Thank you. Thank you. Thanks so much.
Your next question comes from the line of Chris Lee with Desjardins. Please go ahead.
Oh, thank you. Good morning, everyone. Just maybe a first question on cotton. I know that it's been gradually pulling back through the year, and I'm just wondering what you think the impact could potentially be on your margin for next year. Do you think it's going to be neutral or positive? Just some high-level comments would be great.
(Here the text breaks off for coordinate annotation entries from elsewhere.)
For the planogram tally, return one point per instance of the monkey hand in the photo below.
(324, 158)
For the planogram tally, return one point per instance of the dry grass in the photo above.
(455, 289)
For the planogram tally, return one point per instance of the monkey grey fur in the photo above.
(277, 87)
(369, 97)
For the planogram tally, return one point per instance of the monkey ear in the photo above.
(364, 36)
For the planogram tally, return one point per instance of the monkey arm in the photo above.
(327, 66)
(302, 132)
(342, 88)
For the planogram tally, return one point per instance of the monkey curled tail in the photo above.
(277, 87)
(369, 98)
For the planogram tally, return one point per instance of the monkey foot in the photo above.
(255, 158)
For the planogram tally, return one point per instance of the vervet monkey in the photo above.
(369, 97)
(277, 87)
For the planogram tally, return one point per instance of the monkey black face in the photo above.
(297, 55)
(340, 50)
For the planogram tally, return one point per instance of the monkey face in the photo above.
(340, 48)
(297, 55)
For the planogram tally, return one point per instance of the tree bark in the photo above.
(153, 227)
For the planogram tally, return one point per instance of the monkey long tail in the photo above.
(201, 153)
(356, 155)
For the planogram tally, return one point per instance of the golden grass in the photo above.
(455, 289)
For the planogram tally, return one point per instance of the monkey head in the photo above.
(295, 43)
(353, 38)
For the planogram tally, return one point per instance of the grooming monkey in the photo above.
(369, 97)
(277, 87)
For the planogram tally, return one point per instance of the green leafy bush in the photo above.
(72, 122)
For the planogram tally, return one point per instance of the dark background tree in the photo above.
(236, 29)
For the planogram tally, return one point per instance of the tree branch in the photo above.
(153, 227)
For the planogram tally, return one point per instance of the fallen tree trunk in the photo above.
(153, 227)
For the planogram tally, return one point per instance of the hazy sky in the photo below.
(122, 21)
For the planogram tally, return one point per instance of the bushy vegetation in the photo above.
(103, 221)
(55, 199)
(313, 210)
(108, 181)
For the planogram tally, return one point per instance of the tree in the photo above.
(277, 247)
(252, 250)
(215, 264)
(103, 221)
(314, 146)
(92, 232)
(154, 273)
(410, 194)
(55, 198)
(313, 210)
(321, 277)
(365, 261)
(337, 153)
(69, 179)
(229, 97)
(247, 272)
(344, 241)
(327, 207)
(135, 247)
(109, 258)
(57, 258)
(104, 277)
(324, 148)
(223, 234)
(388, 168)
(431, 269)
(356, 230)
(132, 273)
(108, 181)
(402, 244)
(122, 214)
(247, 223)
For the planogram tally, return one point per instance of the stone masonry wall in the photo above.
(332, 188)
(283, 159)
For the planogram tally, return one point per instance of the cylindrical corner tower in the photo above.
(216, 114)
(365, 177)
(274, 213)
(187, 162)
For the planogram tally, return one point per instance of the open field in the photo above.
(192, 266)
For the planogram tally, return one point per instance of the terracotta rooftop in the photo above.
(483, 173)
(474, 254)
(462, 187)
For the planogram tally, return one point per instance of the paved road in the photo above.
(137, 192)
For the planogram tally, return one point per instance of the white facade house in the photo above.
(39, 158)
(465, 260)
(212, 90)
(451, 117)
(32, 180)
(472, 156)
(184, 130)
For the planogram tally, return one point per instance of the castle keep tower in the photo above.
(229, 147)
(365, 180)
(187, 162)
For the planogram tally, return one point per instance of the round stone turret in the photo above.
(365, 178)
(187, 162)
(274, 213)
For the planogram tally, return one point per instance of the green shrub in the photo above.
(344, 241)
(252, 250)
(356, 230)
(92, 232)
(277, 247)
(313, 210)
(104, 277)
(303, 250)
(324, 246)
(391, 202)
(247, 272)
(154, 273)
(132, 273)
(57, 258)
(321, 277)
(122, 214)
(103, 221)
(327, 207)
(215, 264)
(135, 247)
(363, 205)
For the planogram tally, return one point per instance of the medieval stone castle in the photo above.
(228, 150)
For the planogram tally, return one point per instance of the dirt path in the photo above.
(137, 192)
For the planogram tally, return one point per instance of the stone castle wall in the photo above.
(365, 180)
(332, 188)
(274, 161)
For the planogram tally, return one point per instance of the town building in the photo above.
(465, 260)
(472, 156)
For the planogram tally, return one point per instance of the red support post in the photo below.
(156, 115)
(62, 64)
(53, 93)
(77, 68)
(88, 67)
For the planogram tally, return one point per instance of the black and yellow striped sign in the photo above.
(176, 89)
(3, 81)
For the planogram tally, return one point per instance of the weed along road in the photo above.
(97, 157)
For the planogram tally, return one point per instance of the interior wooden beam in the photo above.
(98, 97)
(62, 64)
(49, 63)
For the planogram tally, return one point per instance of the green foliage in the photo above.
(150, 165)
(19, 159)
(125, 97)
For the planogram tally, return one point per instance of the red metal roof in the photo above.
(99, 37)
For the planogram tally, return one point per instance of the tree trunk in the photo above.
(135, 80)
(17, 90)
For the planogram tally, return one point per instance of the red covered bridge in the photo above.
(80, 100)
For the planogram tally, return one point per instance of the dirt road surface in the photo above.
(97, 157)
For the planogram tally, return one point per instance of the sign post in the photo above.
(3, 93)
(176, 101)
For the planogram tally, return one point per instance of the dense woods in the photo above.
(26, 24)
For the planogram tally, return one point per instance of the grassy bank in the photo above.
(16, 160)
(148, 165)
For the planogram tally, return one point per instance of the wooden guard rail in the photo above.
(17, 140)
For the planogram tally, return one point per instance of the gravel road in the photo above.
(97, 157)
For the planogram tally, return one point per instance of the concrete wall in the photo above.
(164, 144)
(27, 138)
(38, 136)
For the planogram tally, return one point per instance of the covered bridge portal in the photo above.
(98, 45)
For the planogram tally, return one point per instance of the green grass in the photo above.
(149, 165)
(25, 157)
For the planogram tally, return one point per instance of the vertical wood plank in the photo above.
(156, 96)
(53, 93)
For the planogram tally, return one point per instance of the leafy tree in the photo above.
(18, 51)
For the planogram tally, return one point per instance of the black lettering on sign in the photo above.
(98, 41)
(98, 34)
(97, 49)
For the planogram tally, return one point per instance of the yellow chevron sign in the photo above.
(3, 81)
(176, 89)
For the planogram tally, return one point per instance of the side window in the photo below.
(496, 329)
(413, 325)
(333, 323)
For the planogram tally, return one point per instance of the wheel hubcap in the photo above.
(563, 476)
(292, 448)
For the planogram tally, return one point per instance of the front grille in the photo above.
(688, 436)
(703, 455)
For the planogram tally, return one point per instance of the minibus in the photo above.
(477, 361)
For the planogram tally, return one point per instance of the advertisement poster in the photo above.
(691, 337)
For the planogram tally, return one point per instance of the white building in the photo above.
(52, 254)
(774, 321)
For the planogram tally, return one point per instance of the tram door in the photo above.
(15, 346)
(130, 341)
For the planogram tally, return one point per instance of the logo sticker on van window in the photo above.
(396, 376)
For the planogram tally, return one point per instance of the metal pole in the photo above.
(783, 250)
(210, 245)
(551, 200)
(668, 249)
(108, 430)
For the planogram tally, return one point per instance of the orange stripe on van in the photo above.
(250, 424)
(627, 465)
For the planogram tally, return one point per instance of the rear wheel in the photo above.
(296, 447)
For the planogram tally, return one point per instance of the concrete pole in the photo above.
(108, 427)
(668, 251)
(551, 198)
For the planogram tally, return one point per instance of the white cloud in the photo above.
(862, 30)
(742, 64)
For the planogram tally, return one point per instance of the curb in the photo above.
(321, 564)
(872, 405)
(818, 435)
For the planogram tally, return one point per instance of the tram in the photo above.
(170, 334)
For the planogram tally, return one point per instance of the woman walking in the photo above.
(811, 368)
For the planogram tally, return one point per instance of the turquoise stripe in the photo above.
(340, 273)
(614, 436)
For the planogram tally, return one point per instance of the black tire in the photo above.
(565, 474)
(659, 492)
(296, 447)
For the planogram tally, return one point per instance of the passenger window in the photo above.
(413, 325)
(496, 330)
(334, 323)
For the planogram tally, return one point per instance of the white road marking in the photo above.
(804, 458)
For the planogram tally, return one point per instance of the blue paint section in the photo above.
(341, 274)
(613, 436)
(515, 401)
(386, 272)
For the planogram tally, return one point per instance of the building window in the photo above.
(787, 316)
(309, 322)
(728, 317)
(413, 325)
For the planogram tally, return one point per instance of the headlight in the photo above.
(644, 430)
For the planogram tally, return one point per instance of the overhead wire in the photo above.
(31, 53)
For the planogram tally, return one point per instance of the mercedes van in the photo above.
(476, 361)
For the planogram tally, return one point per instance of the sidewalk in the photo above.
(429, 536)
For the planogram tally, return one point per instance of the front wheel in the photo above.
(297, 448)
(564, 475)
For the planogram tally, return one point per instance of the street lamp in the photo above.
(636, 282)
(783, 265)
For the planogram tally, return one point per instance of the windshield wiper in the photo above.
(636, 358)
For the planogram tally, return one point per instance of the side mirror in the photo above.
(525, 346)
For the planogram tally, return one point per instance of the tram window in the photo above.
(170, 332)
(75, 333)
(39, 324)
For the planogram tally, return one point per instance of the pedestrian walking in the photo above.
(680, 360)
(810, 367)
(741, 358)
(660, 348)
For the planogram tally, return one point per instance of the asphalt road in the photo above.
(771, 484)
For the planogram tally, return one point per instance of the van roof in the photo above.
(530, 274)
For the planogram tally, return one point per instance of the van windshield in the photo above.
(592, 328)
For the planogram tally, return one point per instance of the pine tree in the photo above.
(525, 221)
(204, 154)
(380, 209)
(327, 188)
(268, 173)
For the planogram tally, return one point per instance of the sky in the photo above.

Well, look, I think just taking cotton in general, cotton, you know, has come down. But if you look at cotton and our overall cost, you know, it's around 25%, right? So as you go forward, I would say that there's other inflationary items like labor, transportation, energy costs. You know, labor, you know, is going up, particularly in Central America. So, you know, I would say that in a typical... inflationary environment that we are in today where you have labor, transportation, energy going up, normally you would see price increases to support those inflationary costs. And I think that the cotton will basically give us a little bit of runway to maintain probably pricing flat as we move into next year and be able to support some of the inflationary areas. So I would say that the whole cotton market inflationary impact will be neutral to us as we move forward into 25.
Okay, that's great. And second question, Glenn, maybe just on M&A, just wondering, you know, where does it rank in your capital allocation? I just ask because, as you mentioned, some of your competitors are weakening. I'm wondering if there are any potentially attractive opportunities that you think would be a good use of capital?
Well, look, I think we called out that we've just increased our NCIB, so our focus is to return capital to shareholders. We're very comfortable with our organic strategy, delivering to mid-single digits, strong and improving operating margins. And obviously, it translates into strong EPS, which will obviously give us a good return. So I think that's our priority. Some of the competitors that are in trouble today are weak. There's not a lot of value associated with them and their equipment because we've got capacity available to us today. And I think we can get all those sales organically. So As far as we're concerned, I think we're in a really good position. We're widening our competitive advantage. We've got a large wave of innovation across all segments of the company. We're firing on all four cylinders. So we're going to stay focused right now and continue to deliver on our strategy that we just called out over the next three years.
Great to hear, and welcome back.
Thank you.
That concludes our Q&A session. I will now turn the conference back over to Jessie Hayham for closing remarks.
Thank you, Jean. Once again, we'd like to thank everyone for joining us and attending our call today, and we look forward to speaking with you soon. Have a great day.
This does conclude today's call. You may now disconnect.